Hey Everyone,

David figured out how the Cybozu ES language detection plugin works in more detail, and figured out how to limit languages and how to retrain the models.

The results are big improvements that bring performance more in line with the results we're seeing from TextCat.

Initial results are below, for queries with spaces appended before and after (which improved performance on the old models—I'll verify that's still the case).

Below are the summary stats for the all old language models, the old models limited to "useful" languages, and new models, retrained on the (admittedly messy) query data used for TextCat training. The evaluation set is the manually tagged enwiki sample.

The full details will be posted on this page shortly:
    https://www.mediawiki.org/wiki/User:TJones_(WMF)/Notes/Language_Detection_Evaluation

All langauges, old models
f0.5    f1      f2      recall  prec   total   hits    misses
54.4%   47.4%   41.9%   39.0%   60.4%  775     302     198

Limited languages, old models (en,es,zh-cn,zh-tw,pt,ar,ru,fa,ko,bn,bg,hi,el,ta,th)
f0.5    f1      f2      recall  prec   total   hits    misses
75.6%   71.0%   67.0%   64.5%   79.0%  775     500     133

Retrained languages (en,es,zh,pt,ar,ru,fa,ko,bn,bg,hi,el,ta,th)
f0.5    f1      f2      recall  prec   total   hits    misses
81.8%   79.2%   76.9%   75.4%   83.5%  775     584     115

David suggests that this means we should go with TextCat, since it's easier to integrate, and I agree.
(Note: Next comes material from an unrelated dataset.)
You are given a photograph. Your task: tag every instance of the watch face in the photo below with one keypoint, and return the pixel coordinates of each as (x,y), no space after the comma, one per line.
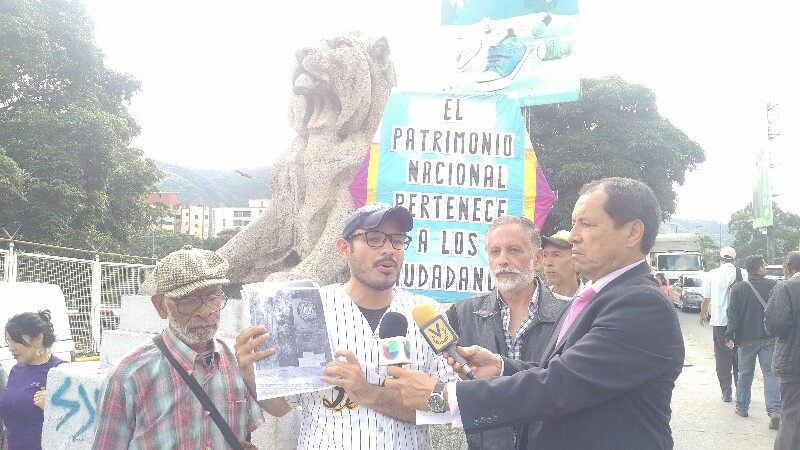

However, this test was pretty quick and easy to run, so if we improve the training data, we can easily rebuild the models and test again.

Overall, it's clear that limiting languages to the "useful" ones for a given wiki makes sense, and training on query data rather than generic language data helps, too!

—Trey

Trey Jones
Software Engineer, Discovery
Wikimedia Foundation